Step 1: Create a Ground Truth Dataset
POST /api/v1/eval/groundtruth/dataset
{
"task_id": "<task_id>",
"name": "Automarking Golden Set",
"description": "High quality labeled student answers.",
"label_uri": "s3://bucket/automarking_labels.jsonl"
}
You can optionally upload individual labeled pairs:
POST /api/v1/eval/groundtruth/item
{
"dataset_id": "<dataset_id>",
"tenant_id": "<tenant_id>",
"input_uri": {
"question_id": "<question_id>",
"student_answer_id": "<student_answer_id>"
},
"ground_truth_label": {
"pass": true,
"score": 0.9
}
}
Step 2: Configure Evaluation Component
The evaluation config specifies:
- How to extract the relevant fields from both ground truth and agent outputs.
- Which metric to compute (e.g., F1 score, accuracy, RAGAS metrics).
Example:
{
"name": "automarking_accuracy",
"description": "Checks if the agent's answer passes grading.",
"provider": "sklearn",
"extraction": {
"ground_truth_field": "pass",
"prediction_field": "-1.data.pass"
},
"metric": {
"namespace": "sklearn.metrics",
"name": "accuracy_score",
"params": {},
"ci_method": "bootstrap"
}
}
Step 3: Create an Evaluation Job
Option 1: Evaluate Existing Agent Runs
POST /api/v1/eval/job
{
"task_id": "<task_id>",
"dataset_id": "<dataset_id>",
"team_ids": ["<team_id>"],
"metrics": ["automarking_accuracy"],
"evaluation_component": {
"matching_keys": ["question_id", "student_answer_id"],
"evaluation_strategy": "match_existing"
}
}
Option 2: Run Agent Fresh and Evaluate
{
"task_id": "<task_id>",
"dataset_id": "<dataset_id>",
"team_ids": ["<team_id>"],
"metrics": ["automarking_accuracy"],
"evaluation_component": {
"matching_keys": ["question_id", "student_answer_id"],
"evaluation_strategy": "run_and_evaluate"
}
}
Step 4: Retrieve Evaluation Results
GET /api/v1/eval/job/<job_id>
Example Response:
{
"id": "<job_id>",
"status": "COMPLETED",
"results": [
{
"session_id": "<session_id>",
"team_id": "<team_id>",
"metric_name": "automarking_accuracy",
"score": 0.93,
"std_dev": 0.02,
"confidence_interval": [0.89, 0.96]
}
]
}
Step 5: Advanced Monitoring & Leaderboards
You can use evaluation results to:
- Create leaderboards comparing teams across tenants and tasks.

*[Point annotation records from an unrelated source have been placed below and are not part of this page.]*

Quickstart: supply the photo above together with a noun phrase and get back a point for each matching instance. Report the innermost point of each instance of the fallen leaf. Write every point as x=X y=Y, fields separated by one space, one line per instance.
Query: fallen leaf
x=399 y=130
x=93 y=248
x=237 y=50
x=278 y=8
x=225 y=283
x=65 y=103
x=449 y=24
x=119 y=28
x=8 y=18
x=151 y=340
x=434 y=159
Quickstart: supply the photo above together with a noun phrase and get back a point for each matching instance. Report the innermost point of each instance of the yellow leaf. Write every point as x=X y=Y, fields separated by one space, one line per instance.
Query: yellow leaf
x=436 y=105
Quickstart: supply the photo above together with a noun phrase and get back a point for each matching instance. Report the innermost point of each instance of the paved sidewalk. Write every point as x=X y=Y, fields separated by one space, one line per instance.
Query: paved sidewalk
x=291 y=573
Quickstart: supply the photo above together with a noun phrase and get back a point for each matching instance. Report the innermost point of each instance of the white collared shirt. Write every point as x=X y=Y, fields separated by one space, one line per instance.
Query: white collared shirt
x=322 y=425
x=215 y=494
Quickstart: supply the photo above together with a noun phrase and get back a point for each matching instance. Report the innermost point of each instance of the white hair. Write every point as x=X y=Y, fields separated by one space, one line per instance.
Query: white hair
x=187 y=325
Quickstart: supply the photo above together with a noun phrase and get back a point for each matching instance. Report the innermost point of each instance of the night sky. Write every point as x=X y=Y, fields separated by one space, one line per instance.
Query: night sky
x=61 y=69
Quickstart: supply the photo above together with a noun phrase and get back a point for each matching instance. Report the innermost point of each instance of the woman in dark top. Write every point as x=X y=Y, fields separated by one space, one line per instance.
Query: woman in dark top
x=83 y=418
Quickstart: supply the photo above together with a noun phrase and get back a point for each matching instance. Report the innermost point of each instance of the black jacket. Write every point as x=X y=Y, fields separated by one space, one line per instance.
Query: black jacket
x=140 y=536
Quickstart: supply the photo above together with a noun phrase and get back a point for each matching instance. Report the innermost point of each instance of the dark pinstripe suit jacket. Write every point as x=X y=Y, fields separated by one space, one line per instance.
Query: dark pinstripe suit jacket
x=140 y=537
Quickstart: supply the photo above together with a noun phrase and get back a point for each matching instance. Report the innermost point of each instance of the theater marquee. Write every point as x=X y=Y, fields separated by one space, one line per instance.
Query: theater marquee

- Track regression over time.
- Provide confidence intervals and standard deviations.
- Estimate sample size requirements for reliable evaluation.
Next Steps
Refer to the Evaluation API Reference and Evaluation Component Configuration Guide to:
- Add custom metrics.
- Configure human feedback integration.
- Schedule recurring evaluation jobs.
This modular evaluation stack allows you to continuously measure and improve the performance of your AI agents across any task.